Na sentença que julgou a ação de arbitramento de alugueres, o juiz sentenciante assim fundamentou:
O fato de estar ou não o autor em dificuldade financeira não tem reflexo nesta lide, já que o arbitramento de aluguel decorre do direito de propriedade e pelo impedimento de fruição do bem, que é explorado ou usado exclusivamente pela condômina ré.
Não é caso de revogação da liminar, e se nada pagou até esta data, o quanturu poderá ser abatido na sua parte quando da venda judicial do imóvel, conforme apenso, já que o importante é tutela o direito de ambas as partes.
Conforme se observa, não se fixou cláusula suspensiva.
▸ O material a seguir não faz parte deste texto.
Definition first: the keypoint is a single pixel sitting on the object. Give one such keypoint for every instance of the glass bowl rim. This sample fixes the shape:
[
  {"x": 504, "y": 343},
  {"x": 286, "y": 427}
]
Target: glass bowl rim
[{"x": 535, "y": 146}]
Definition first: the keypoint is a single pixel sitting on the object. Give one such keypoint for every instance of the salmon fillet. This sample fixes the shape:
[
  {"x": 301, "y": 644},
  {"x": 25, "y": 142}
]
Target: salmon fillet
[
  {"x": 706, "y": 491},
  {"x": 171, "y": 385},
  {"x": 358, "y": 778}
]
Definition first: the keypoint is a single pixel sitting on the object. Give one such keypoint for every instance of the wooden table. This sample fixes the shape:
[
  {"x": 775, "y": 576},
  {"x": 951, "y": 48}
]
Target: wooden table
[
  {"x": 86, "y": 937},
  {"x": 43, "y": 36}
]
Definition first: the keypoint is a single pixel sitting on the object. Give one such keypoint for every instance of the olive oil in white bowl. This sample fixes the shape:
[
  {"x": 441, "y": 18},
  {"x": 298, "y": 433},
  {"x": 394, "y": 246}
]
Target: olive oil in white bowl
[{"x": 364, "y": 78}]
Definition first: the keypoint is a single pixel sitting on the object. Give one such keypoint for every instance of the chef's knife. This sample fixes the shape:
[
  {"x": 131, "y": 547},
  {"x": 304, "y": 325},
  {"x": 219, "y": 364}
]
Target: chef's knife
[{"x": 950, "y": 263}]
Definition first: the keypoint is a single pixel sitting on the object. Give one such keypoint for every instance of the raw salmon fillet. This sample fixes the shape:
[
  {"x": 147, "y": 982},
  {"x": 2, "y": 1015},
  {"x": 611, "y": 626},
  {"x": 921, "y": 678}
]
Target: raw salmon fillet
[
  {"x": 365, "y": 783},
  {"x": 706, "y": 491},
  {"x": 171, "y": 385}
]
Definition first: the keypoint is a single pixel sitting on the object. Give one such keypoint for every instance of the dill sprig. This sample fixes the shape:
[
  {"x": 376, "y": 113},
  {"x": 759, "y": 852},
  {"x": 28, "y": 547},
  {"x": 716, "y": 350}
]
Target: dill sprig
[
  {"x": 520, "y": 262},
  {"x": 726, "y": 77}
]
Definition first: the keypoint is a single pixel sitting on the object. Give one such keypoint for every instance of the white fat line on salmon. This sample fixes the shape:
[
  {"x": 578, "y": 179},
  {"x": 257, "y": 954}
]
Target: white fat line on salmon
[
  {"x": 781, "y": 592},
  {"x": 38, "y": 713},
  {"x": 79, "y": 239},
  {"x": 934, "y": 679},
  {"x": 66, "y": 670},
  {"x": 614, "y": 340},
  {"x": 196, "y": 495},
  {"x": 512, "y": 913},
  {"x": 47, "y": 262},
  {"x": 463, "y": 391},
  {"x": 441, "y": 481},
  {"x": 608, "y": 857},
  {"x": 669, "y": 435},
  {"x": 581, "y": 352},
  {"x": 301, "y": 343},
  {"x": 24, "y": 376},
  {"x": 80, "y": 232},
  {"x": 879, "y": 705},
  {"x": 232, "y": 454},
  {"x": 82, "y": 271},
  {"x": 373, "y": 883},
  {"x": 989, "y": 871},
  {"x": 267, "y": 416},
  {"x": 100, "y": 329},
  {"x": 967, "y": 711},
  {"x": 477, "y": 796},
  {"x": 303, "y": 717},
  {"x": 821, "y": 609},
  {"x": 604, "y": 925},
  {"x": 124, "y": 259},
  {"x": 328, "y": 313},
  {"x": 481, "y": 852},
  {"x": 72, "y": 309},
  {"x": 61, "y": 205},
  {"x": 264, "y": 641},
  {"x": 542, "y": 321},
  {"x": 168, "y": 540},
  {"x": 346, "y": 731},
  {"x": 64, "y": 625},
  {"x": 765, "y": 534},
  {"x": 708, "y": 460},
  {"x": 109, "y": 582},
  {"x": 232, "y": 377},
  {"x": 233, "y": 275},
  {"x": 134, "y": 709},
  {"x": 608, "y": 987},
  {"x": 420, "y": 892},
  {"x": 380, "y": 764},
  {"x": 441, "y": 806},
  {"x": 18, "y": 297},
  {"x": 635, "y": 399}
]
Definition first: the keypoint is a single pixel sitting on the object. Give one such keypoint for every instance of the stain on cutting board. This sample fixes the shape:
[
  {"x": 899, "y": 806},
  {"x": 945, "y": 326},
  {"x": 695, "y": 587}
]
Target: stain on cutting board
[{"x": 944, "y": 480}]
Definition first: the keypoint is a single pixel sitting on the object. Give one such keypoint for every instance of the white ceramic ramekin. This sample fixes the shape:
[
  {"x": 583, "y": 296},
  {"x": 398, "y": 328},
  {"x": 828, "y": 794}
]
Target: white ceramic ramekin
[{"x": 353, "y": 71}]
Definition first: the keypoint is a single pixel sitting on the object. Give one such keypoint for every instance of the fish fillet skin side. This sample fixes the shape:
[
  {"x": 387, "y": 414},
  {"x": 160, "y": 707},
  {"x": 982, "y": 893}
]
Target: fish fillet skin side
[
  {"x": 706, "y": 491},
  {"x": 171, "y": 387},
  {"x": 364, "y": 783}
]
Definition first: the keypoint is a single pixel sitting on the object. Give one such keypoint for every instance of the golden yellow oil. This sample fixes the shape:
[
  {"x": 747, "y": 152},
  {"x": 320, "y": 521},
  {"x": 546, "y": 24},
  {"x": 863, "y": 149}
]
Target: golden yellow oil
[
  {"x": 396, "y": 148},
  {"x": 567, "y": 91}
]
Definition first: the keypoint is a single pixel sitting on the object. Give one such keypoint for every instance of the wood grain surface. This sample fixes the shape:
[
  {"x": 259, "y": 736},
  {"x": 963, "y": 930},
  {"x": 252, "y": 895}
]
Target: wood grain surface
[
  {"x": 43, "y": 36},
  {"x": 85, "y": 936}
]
Houve apenas uma justificativa para a não renovação da liminar, já que, caso não conseguisse adimplir os alugueres a tempo e modo próprios, o apelado poderia receber a dívida por meio de abatimento da parte do imóvel que pertence a apelante, isto quando alienada judicialmente a propriedade.
Nesse contexto, a manutenção da sentença que julgou procedente o pedido contido na petição inicial da ação de cobrança é medida imperativa.
Em face do exposto, NEGO PROVIMENTO AO RECURSO, mantendo-se inalterada a respeitável sentença recorrida.
Custas recursais e honorários advocatícios sucumbenciais que majoro para 12% (doze por cento) sobre o valor da condenação, a cargo da apelante, suspensa a exigibilidade, em face da gratuidade da justiça a ela deferida.
JD. CONVOCADO MARCELO PEREIRA DA SILVA - De acordo com o (a) Relator (a).
DES. ÁLVARES CABRAL DA SILVA - De acordo com o (a) Relator (a).
SÚMULA:"REJEITARAM A PRELIMINAR DE COISA JULGADA E, NO MÉRITO, NEGARAM PROVIMENTO AO RECURSO."